Smoky postawił prawie opróżniony kieliszek na trawie pod kątem ostrym, czując, że całe jego ciało przenika muzyka, po czym złożył głowę na łonie Daily Alice. Dostrzegł przelotnie ciotkę Cloud stojącą nad brzegiem jeziora i pogrążoną w rozmowie z dwojgiem ludzi. Zdawało mu się, że zna tych ludzi, ale przez chwilę nie potrafił ich rozpoznać. Mimo to był bardzo zdziwiony, że się tu znaleźli. Mężczyzna wydął usta, pykając fajeczkę, i pomógł kobiecie wsiąść do łodzi.

Marge i Jeff Juniper.

Smoky spojrzał na spokojną i nieporuszoną twarz Alice i zastanawiał się, dlaczego za każdym razem, gdy objawia się przed nim kolejna cudowna tajemnica, jest mniej skłonny ją zgłębiać.

— To, co nas uszczęśliwia, czyni nas również mądrymi — powiedział.

A ona zaśmiała się i skinęła głową, jakby chciała powiedzieć, że te stare aforyzmy kryją wiele prawdy.

Życie pod ochroną

Sophie odłączyła się od rodziców, którzy kroczyli ramię w ramię przez milknący las, rozmawiając przyciszonymi głosami o tym, co się wydarzyło, jak typowi rodzice, którzy właśnie wydali za mąż najstarszą córkę. Sophie podążyła własną ścieżką, wiodącą w przeciwną stronę, z powrotem do miejsca, które dopiero co opuściła. Zaczynał zapadać wieczór, ale zdawało się, że nie nadciąga on z nieba, lecz z ziemi, nasycając gęste poszycie z paproci granatową barwą. Sophie obserwowała niemal, jak światło dnia uchodzi z jej dłoni, które stopniowo stawały się niewidoczne, a życie i blask — z bukietu kwiatów, który wciąż z niewiadomej przyczyny trzymała w ręku. Miała wrażenie, że jej głowa znajduje się ponad zapadającą ciemnością, aż do chwili, gdy ścieżka zniknęła, a ona sama zaczęła wdychać chłodne wieczorne powietrze. W końcu została wchłonięta. Wieczór dosięgnął potem ptaków na gałęziach, uciszając kolejno ich zgiełkliwy świergot i przepełniając powietrze szeptami ciszy. Lecz niebo było jeszcze niemal tak błękitne jak w południe, choć ścieżka skryła się w ciemnościach — Sophie potykała się — a pierwsza ćma rozpoczęła już swą nocną pracę. Sophie zdjęła buty. Ugięła jedno kolano i sięgając przez plecy, ściągnęła jeden trzewik za obcas, po czym podskoczyła na jednej nodze i ściągnęła drugi.
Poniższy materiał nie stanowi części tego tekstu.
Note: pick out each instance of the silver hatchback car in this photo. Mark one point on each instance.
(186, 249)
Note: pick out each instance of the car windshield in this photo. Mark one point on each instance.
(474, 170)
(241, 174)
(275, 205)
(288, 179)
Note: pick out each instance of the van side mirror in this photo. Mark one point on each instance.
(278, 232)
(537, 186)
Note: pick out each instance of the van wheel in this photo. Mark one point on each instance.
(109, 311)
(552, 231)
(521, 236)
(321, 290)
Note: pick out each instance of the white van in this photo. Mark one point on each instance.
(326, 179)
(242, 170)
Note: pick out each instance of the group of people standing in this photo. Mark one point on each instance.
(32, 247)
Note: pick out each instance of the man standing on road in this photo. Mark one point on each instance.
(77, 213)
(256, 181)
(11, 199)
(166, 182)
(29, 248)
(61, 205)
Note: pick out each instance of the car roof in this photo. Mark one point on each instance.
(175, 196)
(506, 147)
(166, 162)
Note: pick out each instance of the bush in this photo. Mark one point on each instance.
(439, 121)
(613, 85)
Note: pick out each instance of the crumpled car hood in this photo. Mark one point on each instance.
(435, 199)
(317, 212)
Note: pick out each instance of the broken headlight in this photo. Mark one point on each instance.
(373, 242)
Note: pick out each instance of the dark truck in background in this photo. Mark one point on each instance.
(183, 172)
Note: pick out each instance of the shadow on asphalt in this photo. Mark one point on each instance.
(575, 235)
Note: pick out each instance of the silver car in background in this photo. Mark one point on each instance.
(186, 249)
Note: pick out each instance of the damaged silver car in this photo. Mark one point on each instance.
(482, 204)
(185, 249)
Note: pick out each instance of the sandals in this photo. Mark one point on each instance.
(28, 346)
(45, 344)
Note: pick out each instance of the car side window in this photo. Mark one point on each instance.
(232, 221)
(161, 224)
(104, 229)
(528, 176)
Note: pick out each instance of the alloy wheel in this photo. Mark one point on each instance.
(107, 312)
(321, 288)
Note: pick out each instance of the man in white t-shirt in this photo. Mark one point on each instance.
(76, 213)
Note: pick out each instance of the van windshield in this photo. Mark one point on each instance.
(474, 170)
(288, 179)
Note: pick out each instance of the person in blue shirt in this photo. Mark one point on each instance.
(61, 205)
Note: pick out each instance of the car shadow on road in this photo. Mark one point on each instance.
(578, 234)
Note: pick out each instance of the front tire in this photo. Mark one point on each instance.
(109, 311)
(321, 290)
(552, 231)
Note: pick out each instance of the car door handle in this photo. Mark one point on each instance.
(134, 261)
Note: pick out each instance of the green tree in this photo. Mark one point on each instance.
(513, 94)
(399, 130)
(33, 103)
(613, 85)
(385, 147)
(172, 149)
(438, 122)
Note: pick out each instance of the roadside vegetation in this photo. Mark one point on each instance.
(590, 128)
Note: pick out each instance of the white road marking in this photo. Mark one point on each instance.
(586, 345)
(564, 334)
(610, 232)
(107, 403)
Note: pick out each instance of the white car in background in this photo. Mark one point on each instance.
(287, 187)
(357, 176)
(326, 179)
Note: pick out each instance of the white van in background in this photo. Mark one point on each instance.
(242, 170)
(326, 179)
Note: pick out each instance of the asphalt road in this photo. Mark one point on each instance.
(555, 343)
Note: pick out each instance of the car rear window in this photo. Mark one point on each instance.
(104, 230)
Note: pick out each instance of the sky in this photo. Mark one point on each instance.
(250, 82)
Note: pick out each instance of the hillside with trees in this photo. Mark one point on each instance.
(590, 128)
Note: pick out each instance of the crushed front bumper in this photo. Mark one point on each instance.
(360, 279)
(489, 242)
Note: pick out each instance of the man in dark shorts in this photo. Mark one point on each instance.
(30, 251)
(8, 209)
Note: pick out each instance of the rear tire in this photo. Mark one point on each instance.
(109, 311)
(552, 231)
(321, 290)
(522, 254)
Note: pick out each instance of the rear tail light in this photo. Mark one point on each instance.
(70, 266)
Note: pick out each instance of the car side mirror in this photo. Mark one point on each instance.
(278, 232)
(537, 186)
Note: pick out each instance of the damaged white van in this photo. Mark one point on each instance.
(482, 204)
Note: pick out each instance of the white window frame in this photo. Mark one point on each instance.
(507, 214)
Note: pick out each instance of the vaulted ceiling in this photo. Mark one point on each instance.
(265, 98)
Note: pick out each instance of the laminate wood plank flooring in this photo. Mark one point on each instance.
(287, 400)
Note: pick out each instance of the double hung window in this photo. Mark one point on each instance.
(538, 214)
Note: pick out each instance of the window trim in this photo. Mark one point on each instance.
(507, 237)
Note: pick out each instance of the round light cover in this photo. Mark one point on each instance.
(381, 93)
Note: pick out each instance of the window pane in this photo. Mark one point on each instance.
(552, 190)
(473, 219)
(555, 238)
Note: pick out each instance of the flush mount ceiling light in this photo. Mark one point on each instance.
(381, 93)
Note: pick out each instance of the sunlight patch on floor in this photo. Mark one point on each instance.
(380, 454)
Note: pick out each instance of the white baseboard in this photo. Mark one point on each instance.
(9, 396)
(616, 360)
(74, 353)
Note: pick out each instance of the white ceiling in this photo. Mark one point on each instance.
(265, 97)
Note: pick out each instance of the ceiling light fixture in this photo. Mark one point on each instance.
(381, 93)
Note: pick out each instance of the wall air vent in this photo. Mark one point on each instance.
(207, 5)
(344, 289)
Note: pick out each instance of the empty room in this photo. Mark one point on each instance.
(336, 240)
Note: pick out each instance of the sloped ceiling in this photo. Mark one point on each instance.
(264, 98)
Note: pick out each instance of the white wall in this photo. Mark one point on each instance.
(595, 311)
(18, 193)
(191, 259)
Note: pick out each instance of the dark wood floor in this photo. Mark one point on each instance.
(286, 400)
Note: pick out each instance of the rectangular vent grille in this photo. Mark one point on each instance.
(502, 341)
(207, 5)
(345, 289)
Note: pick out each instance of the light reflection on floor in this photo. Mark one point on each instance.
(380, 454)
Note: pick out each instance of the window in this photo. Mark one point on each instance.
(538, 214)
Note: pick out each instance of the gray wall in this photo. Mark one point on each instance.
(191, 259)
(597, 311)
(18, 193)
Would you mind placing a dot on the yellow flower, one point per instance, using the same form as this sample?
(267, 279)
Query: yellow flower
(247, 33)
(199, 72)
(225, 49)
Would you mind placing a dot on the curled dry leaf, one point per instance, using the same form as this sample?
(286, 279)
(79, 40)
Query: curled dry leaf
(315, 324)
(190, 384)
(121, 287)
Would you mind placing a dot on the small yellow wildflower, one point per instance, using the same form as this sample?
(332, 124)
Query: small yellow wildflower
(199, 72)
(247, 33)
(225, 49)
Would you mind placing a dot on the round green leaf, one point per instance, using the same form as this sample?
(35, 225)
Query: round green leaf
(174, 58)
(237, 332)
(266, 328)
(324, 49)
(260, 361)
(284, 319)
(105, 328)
Postawiła pantofelki na kamieniu. Miała nadzieję, że rosa nie zniszczy satyny, lecz nie zaprzątała sobie tym zbytnio głowy. Nie chciała się spieszyć, chociaż serce wbrew jej woli wyrywało się do przodu. Krzewy jeżyn czepiały się sukni i Sophie pomyślała, że lepiej byłoby ją zdjąć, lecz nie uczyniła tego. Las, gdy patrzyło się na niego wzdłuż drogi, którą przyszła, wyglądał jak miękki i ciemny tunel — perspektywa ciem. Jednak gdy spojrzała na boki, gdzie drzewa rosły rzadziej, dostrzegła błękit horyzontu, przechodzący w zieleń i spowity bladymi kłębami obłoków. Zobaczyła również nieoczekiwanie (to zawsze było nieoczekiwane) dach, a raczej dachy domu, bardzo odległe i wciąż malejące. Wrażenie to pogłębiało się w miarę, jak powietrze ciemniało.

Weszła wolnym krokiem do tunelu prowadzącego w noc, czując, że ściska ją za gardło coś na kształt dziwnego śmiechu.
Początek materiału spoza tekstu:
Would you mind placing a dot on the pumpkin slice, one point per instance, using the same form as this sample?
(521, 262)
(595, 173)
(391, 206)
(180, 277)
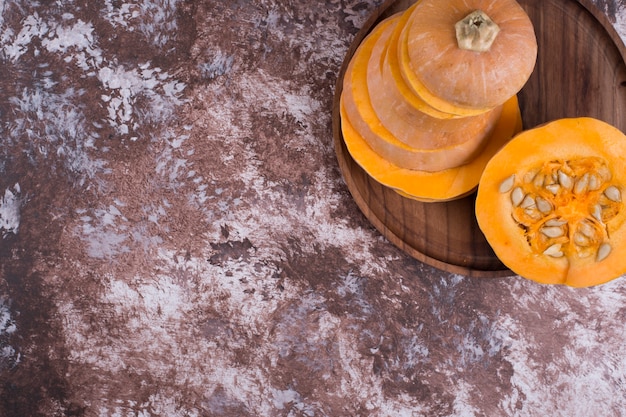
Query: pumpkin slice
(425, 186)
(550, 203)
(393, 79)
(461, 137)
(467, 56)
(433, 144)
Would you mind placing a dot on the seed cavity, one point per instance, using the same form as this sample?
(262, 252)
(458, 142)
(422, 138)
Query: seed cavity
(507, 184)
(543, 205)
(528, 202)
(555, 222)
(553, 188)
(554, 251)
(581, 240)
(582, 184)
(613, 193)
(553, 231)
(565, 180)
(594, 182)
(574, 201)
(517, 195)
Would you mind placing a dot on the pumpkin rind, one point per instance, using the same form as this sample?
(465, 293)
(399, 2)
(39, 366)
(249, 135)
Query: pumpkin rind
(417, 141)
(564, 154)
(425, 186)
(417, 129)
(394, 79)
(452, 79)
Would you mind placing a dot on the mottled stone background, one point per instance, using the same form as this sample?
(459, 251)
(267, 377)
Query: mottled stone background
(176, 238)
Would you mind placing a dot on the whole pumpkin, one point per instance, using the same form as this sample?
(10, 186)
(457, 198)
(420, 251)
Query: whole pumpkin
(395, 130)
(464, 56)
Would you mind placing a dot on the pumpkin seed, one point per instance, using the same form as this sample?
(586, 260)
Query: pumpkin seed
(553, 188)
(507, 184)
(565, 180)
(594, 182)
(603, 251)
(582, 184)
(553, 231)
(597, 212)
(581, 240)
(586, 229)
(555, 222)
(554, 251)
(528, 202)
(613, 193)
(530, 176)
(604, 173)
(517, 195)
(543, 205)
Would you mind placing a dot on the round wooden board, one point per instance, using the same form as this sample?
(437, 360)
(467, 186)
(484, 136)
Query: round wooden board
(580, 71)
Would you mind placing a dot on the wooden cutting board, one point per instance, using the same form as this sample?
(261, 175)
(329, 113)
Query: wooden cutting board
(580, 71)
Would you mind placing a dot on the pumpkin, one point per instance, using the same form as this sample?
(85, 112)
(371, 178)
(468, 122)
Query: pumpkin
(392, 73)
(426, 186)
(467, 56)
(550, 203)
(398, 132)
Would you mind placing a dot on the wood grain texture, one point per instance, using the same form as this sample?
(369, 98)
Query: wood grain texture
(580, 71)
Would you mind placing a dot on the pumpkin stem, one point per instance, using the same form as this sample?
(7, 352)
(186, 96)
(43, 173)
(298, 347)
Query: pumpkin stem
(476, 32)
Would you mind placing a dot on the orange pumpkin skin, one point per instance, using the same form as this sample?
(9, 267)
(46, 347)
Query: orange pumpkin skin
(566, 223)
(393, 78)
(416, 128)
(456, 80)
(406, 137)
(446, 185)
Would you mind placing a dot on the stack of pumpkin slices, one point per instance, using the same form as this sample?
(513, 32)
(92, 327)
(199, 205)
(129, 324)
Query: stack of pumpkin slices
(429, 96)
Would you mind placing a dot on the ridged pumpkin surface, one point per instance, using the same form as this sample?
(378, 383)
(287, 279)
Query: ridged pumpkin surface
(415, 128)
(452, 79)
(405, 137)
(550, 203)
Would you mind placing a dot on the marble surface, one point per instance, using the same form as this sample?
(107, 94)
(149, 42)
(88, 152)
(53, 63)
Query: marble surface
(177, 239)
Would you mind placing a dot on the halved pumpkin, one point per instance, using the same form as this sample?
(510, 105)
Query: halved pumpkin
(550, 203)
(467, 56)
(418, 142)
(426, 186)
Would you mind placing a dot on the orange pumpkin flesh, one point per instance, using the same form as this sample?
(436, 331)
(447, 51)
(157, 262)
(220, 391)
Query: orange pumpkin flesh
(550, 203)
(415, 128)
(392, 73)
(430, 186)
(460, 81)
(417, 141)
Kiedy zbliżyła się do wyspy, zrozumiała, że ma towarzystwo. Nie była na to całkiem nieprzygotowana, lecz mimo to poczuła, że jej policzki ogarnia fala gorąca, a po plecach przebiega dreszcz, jak gdyby miała futro, które ktoś bardzo energicznie szczotkuje.

Wyspa nie była w istocie prawdziwą wyspą. Miała kształt łzy, której wydłużona część dotykała strumienia zasilającego jezioro. Podeszła do miejsca, gdzie strumień był najwęższy i zakreślał łuk wokół ogona wyspy, wzburzając i marszcząc wody jeziora. Z łatwością przeskakiwała po kamieniach obmywanych przez wodę. Wydawały się podobne do jedwabnych poduszek, do których chętnie przytuliłaby rozpalony policzek. Wkroczyła na wyspę poniżej altanki. Budynek zwrócony był w przeciwną stronę.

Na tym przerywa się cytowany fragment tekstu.